Logo, a questão de aferição da modalidade do crime (se dolo ou culposo) esteve e está consubstanciada em circunstâncias fáticas objetivas, à revelia de aspectos subjetivos da conduta dos agentes, conforme lançou mão o Ministério Público, à linha de argumentação, ao oferecer a denúncia, assentando que:

Segundo o Supremo Tribunal Federal, ‘faz-se imprescindível que o dolo eventual se extraia das circunstâncias do evento, e não da mente do autor, eis que não se exige uma declaração expressa do agente’ (HC 97.252). Merecem destaque, em relação às circunstâncias do caso concreto, as condições extremas de insegurança da Boate Kiss, associadas ao emprego de fogo de artifício destinado a uso externo, o que torna o risco de uma tragédia algo mais do que previsível. Assim, a acusação por homicídios dolosos, consumados e tentados, centra-se num dos elementos estruturais do dolo, qual seja, a previsão do resultado. Ante as condições da boate e o uso de fogos de artifício, os denunciados tinham conhecimento da possibilidade de matar pessoas. Assim, fica afastada, de plano, a figura da culpa comum, que pressupõe a ausência de previsão do que é previsível. Com efeito, a culpa comum fundamenta-se na previsibilidade. Havendo previsão efetiva, adentra-se no terreno da culpa consciente e do dolo eventual. Uma vez que houve previsão das mortes, cumpre também afastar a hipótese de culpa consciente, porque esta pressupõe a adoção de cautelas que permitam confiar, ainda que levianamente, no controle do risco criado […]. (grifo nosso)

 

Dessa forma, à guisa de avaliar a conduta praticada pelos envolvidos e, com isso, definir e/ou confirmar a tipificação delitiva, analisemos, pois, os institutos do dolo eventual e culpa consciente, traçando distinções entre eles.

4 DOLO EVENTUAL

Antes de adentrar a conceituação da modalidade intitulada, relembremos que, independentemente da bifurcação pedagógica das modalidades de dolo, o eventual é modalidade intencional da vontade do agente; noutras palavras, o dolo é gênero do qual o eventual é espécie, diferenciando-se, tão somente, no momento da aceitação do evento criminoso: se antes (dolo direito) ou depois, com a sujeição do agente ao resultado (dolo eventual), aquiescendo ao final.

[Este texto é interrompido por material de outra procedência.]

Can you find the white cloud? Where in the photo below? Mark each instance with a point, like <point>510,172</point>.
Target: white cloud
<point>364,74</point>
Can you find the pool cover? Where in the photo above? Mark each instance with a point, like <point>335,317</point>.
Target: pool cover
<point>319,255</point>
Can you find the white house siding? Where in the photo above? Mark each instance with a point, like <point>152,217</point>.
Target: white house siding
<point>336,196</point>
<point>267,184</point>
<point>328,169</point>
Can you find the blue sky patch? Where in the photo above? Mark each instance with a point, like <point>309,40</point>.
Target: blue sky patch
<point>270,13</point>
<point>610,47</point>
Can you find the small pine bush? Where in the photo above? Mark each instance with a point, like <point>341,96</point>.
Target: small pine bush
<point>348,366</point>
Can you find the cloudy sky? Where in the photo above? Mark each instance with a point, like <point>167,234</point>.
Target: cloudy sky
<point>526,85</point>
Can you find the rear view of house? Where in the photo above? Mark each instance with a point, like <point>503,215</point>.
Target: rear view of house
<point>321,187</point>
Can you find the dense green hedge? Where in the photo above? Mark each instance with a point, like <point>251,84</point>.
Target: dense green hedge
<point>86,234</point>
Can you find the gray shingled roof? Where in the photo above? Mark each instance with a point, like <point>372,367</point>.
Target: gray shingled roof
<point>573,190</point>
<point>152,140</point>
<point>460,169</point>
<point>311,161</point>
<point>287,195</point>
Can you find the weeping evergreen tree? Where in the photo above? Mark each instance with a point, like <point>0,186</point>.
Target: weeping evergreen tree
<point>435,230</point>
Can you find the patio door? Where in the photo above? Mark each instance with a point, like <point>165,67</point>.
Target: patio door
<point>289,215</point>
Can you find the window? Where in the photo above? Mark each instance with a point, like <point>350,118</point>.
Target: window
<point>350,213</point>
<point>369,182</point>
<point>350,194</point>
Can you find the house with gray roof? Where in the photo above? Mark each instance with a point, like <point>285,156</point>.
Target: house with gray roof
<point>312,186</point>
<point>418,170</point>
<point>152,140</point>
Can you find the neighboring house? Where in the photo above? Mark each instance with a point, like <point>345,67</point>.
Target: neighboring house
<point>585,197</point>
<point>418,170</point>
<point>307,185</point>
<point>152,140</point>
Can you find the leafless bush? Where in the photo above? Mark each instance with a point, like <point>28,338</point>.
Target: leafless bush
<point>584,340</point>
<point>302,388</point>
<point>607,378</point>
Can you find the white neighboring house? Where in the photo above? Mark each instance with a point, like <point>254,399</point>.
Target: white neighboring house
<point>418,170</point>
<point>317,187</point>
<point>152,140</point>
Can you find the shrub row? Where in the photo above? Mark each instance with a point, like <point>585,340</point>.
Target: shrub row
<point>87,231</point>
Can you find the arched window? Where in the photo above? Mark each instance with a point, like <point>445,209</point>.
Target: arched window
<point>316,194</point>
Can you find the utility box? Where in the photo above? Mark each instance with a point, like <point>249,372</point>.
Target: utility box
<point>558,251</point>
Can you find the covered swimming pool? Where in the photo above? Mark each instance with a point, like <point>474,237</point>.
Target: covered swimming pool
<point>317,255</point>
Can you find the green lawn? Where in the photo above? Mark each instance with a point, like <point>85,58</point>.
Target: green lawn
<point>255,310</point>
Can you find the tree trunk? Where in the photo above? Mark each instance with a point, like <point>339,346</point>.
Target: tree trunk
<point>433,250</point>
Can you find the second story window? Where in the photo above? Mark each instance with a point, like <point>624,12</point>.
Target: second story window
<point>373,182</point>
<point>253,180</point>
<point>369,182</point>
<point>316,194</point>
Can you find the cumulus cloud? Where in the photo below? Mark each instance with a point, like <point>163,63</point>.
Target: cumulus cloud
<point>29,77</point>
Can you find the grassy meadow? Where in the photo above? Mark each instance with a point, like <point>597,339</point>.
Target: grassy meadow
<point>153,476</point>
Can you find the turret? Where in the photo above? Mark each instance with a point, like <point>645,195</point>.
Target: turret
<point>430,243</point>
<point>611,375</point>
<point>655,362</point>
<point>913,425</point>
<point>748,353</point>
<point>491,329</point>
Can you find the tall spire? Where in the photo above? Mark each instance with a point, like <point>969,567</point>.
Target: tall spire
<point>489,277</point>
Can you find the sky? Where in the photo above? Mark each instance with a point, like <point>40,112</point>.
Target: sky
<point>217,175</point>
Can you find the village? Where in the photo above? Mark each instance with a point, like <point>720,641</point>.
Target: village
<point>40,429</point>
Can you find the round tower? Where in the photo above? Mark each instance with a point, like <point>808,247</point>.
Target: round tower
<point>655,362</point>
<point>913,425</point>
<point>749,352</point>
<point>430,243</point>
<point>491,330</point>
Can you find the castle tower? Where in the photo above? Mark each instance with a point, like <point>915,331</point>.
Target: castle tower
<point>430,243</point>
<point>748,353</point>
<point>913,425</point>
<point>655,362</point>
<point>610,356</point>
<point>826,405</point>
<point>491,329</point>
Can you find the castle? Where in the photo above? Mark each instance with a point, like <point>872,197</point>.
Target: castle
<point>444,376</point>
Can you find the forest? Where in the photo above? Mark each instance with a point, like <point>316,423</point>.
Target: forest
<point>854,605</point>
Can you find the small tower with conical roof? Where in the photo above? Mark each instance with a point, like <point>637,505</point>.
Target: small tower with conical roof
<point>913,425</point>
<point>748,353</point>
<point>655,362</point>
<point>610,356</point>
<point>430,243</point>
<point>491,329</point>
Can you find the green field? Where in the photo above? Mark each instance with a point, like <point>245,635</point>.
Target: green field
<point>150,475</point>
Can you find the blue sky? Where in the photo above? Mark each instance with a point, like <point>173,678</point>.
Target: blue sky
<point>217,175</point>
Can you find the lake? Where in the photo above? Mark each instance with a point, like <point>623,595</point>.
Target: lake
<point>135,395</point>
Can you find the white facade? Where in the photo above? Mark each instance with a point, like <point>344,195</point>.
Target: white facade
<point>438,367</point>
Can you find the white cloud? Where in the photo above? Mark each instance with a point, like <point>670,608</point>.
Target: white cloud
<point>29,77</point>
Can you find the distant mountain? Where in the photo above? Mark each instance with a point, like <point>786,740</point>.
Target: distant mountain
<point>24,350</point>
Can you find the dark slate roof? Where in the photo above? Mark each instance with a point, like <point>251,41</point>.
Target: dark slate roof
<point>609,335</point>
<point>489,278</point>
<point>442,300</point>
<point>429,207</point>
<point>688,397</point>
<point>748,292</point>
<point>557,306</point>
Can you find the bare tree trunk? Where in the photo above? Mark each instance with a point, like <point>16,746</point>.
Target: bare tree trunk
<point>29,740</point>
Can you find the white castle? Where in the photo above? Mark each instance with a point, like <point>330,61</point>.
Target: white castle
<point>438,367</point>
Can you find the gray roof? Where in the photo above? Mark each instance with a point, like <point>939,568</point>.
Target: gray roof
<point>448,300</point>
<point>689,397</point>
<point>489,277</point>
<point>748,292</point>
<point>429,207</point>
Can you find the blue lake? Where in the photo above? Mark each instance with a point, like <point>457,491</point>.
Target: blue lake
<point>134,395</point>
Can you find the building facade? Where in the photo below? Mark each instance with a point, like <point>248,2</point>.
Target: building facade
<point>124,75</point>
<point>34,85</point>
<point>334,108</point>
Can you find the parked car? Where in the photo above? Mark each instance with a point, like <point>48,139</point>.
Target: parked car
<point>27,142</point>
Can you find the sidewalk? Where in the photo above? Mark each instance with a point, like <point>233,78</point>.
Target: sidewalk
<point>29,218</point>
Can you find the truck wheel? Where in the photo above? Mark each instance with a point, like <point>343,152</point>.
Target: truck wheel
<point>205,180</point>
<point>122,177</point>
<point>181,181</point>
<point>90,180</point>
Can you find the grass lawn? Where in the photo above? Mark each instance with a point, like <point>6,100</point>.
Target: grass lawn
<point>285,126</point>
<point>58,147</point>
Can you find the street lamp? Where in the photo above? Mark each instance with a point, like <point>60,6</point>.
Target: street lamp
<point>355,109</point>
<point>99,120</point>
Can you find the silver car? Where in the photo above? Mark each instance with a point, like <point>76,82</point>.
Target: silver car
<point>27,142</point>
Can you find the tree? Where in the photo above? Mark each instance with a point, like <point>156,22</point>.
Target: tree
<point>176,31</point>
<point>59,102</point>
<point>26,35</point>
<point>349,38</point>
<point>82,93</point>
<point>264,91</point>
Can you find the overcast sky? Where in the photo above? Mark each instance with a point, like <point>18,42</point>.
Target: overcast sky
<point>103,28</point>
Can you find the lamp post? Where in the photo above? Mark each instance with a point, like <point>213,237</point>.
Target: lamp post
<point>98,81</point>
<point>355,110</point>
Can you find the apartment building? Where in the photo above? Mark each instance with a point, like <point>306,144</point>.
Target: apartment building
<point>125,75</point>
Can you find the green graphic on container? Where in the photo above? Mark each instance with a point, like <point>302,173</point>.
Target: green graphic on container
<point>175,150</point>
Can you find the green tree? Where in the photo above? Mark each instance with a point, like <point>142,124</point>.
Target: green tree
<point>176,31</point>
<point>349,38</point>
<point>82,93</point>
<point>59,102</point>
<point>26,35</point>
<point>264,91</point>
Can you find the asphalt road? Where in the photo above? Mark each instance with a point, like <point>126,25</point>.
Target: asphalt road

Desta forma, para que se reconheça o dolo eventual, não basta, tão só, assumir o risco no sentido de saber que ele pode ocorrer; é preciso aceitá-lo, de forma consciente e voluntária, transigindo no resultado.

A propósito, o dolo eventual não se limita à consciência de possibilidade de perfectibilização do resultado; consubstancia-se na decisão voluntária e consciente do agente contra determinado bem jurídico.

Como bem afirma Noronha (1995, p. 135), e utilizando-se suas lições para o caso prático em estudo,

o dolo não é apenas representação, vontade e consciência da ilicitude do resultado. É também anuência a este. Ele não olvida da teoria do consentimento. Age dolosamente não apenas o que quer livre e conscientemente um resultado, mas também quem, embora não o querendo de modo principal, aceita-o ou a ele anui. Na primeira hipótese, diz-se direto o dolo; na segunda, eventual.

Nas definições de Coelho (2002, p. 124-5), o dolo eventual “ocorre quando o agente não busca produzir diretamente o resultado, mas antevê a possibilidade de causá-lo e, mesmo assim, realiza sua conduta”. E complementa: “No dolo eventual, o indivíduo demonstra indiferença quanto ao possível resultado ocorrer ou não. […] Ao ser indiferente quanto à possibilidade de que o resultado ocorra, consente na sua produção.

Gomes (2007, p. 378), ao tratar da questão, afirma que há dolo eventual “quando o agente representa o resultado como possível, assume o risco de produzir esse resultado e ainda atua com total indiferença frente ao bem jurídico (representação + aceitação + indiferença)”.

Capez (2000, p. 155; 2008; p. 203), por sua vez, diferenciando-se à nomenclatura (dolo indireto), afirma que “o agente não quer diretamente o resultado, mas aceita a possibilidade de produzi-lo”. Adiante, citando obra de Magalhães Noronha, quanto ao dolo, diz-se

indireto quando, apesar de querer o resultado, a vontade não se manifesta de modo único e seguro em direção a ele, ao contrário do que sucede com o dolo direto. […] No dolo eventual, conforme já dissemos, o sujeito prevê o resultado e, embora não o queira propriamente atingi-lo, pouco se importa com a sua ocorrência (NORONHA apud CAPEZ, 2000, p. 156).

Nas lições de Greco (2004, p. 207), há dolo eventual “quando o agente, embora não querendo diretamente praticar a infração penal, não se abstém de agir e, com isso, assume o risco de produzir o resultado que por ele já havia sido previsto e aceito”.  Citando obra de Jeschek (apud GRECO, 2004, p. 207), afirma que “dolo eventual significa que o autor considera seriamente como possível a realização do tipo legal e se conforma com ela”.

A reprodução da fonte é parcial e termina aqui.